Group By and Aggregates in .NET DataTable

Often there is a need to perform group by operations on in-memory .NET data tables. You can’t run a standard SQL statement and LINQ is not available prior version 3.0 of .NET. To compensate for this shortcoming I put together a small function that works in .NET 2.0. As input parameters it accepts source DataTable, column name to group by and a column name to perform aggregate operation on. It returns a grouped data as data table:

Function GroupBy(ByVal i_sGroupByColumn As String, ByVal i_sAggregateColumn As String, ByVal i_dSourceTable As DataTable) As DataTable


        Dim dv As New DataView(i_dSourceTable)

        'getting distinct values for group column
        Dim dtGroup As DataTable = dv.ToTable(True, New String() {i_sGroupByColumn}) 

        'adding column for the row count
        dtGroup.Columns.Add("Count", GetType(Integer)) 

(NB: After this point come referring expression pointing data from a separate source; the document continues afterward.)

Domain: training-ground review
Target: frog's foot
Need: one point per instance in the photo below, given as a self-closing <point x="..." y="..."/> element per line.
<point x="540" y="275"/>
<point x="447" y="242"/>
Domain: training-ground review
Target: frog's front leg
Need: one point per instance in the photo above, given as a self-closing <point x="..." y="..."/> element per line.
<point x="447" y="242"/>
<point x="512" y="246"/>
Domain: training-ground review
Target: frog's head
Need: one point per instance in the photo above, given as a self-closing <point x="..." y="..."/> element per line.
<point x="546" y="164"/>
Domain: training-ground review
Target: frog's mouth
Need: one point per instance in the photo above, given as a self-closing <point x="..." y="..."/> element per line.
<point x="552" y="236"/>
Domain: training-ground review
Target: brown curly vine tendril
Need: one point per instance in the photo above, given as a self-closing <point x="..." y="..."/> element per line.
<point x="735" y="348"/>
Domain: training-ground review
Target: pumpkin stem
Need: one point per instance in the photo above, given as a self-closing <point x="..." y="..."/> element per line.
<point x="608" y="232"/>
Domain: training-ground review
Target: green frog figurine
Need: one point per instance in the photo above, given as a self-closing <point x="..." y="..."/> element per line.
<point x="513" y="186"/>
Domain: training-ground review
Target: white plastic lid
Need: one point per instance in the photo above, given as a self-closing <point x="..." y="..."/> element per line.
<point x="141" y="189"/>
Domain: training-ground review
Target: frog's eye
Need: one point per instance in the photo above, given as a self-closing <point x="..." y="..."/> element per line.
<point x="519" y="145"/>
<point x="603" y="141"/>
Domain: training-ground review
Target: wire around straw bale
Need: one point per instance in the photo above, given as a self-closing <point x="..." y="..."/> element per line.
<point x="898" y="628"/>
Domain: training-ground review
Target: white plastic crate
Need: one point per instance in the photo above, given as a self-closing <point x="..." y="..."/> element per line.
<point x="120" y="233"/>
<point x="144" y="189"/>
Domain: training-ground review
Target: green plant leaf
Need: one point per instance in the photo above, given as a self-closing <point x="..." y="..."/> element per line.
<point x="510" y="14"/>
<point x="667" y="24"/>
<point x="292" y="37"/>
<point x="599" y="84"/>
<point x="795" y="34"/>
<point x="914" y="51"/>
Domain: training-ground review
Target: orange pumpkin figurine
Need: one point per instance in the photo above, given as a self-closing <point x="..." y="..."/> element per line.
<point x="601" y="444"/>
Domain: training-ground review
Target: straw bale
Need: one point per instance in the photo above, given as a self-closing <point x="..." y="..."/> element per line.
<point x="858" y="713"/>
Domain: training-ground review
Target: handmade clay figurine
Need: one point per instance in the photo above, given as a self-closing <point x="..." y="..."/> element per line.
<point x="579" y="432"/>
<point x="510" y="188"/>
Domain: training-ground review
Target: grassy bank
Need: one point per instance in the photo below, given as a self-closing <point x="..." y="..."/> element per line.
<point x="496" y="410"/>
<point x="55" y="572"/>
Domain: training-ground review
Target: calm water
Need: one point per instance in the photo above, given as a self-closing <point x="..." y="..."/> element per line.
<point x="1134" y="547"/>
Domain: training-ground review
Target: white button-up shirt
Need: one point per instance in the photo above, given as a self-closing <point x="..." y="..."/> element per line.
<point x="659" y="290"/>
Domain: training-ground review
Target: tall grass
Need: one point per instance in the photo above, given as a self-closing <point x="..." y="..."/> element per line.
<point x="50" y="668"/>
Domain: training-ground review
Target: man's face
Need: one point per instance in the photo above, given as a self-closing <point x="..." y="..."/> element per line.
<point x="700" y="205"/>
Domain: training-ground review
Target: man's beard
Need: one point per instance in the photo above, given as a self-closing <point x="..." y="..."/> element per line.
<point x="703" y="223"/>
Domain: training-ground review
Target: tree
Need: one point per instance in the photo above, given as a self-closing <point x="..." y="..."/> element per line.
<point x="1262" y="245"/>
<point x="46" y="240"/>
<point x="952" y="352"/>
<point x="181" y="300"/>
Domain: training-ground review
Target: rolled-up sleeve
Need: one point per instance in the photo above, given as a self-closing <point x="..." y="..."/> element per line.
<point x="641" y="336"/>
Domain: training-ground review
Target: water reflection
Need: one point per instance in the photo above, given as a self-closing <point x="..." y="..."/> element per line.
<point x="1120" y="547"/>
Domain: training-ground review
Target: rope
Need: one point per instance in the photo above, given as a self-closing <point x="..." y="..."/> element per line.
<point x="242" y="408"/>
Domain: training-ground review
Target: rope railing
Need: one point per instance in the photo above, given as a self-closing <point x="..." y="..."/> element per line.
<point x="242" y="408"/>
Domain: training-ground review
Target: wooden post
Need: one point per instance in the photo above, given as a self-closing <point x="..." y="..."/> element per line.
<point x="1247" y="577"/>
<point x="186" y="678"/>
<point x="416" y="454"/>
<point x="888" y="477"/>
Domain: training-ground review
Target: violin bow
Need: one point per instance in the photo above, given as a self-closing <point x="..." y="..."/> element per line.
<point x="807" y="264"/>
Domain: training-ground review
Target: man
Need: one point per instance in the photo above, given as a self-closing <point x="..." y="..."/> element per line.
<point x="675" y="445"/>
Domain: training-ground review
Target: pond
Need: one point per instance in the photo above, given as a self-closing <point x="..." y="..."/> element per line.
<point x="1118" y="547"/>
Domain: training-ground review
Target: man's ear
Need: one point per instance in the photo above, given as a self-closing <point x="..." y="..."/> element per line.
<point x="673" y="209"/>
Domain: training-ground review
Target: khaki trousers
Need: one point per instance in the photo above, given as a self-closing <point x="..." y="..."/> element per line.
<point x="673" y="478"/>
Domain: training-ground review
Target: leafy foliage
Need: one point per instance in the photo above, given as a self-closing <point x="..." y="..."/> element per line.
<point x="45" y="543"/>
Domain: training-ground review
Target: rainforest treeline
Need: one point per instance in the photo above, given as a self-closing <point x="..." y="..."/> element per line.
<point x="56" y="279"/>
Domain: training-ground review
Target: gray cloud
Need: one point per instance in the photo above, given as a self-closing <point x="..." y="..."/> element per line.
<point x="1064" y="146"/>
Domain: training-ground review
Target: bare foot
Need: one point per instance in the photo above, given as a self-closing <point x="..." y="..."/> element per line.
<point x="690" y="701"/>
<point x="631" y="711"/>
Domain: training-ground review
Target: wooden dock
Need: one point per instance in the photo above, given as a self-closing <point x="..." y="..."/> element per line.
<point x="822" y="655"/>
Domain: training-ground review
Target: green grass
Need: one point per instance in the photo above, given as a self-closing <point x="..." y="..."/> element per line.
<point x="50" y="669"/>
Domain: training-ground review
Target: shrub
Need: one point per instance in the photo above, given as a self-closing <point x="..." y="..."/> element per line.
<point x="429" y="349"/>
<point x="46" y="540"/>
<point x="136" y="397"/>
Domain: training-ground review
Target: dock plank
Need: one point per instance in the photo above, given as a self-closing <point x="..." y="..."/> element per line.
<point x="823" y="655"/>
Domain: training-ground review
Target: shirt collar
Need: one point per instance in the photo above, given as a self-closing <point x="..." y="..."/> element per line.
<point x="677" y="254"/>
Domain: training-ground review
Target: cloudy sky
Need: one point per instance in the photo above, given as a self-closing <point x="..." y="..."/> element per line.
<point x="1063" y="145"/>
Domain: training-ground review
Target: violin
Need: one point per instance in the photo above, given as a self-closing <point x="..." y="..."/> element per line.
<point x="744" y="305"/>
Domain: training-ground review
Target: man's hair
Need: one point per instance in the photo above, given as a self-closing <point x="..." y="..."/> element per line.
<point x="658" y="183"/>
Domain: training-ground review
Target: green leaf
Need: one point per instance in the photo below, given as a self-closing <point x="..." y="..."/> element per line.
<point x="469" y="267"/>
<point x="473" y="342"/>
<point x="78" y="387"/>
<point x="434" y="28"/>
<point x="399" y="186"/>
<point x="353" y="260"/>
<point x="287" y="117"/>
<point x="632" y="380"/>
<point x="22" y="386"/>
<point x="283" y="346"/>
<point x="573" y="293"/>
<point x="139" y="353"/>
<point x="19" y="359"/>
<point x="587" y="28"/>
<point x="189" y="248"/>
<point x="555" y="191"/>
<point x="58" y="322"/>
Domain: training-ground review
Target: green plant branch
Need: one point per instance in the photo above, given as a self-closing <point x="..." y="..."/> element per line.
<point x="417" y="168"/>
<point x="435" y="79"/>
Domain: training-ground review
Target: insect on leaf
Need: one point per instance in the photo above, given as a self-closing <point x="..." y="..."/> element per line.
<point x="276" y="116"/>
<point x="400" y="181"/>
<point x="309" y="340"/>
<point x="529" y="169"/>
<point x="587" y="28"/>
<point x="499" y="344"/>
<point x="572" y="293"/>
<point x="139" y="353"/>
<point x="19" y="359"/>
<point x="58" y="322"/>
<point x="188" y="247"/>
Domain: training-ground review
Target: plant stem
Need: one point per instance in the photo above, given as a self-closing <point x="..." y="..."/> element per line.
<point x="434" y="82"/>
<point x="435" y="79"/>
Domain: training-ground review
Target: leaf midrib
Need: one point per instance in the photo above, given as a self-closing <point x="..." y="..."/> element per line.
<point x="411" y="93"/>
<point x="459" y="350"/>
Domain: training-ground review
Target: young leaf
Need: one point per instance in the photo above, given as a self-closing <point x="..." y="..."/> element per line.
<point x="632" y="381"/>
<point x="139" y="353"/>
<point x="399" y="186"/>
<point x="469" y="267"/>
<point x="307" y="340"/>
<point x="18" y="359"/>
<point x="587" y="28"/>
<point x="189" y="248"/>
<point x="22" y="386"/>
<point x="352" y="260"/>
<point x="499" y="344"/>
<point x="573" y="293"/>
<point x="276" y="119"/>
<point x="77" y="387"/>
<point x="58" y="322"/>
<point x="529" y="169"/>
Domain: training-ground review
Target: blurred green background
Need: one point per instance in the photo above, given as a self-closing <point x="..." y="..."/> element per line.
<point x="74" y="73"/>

        'looping thru distinct values for the group, counting
        For Each dr As DataRow In dtGroup.Rows
            dr("Count") = i_dSourceTable.Compute("Count(" & i_sAggregateColumn & ")", i_sGroupByColumn & " = '" & dr(i_sGroupByColumn) & "'")
        Next        

        'returning grouped/counted result
        Return dtGroup
End Function

The function first gets distinct values for group-by column, by creating a data view from source data table and using DataView’s “ToTable” method. It then loops thru these distinct values performing aggregate function on the source table using DataTable’s “Compute” method – Count in this case, but it can easily be replaced with other aggregates.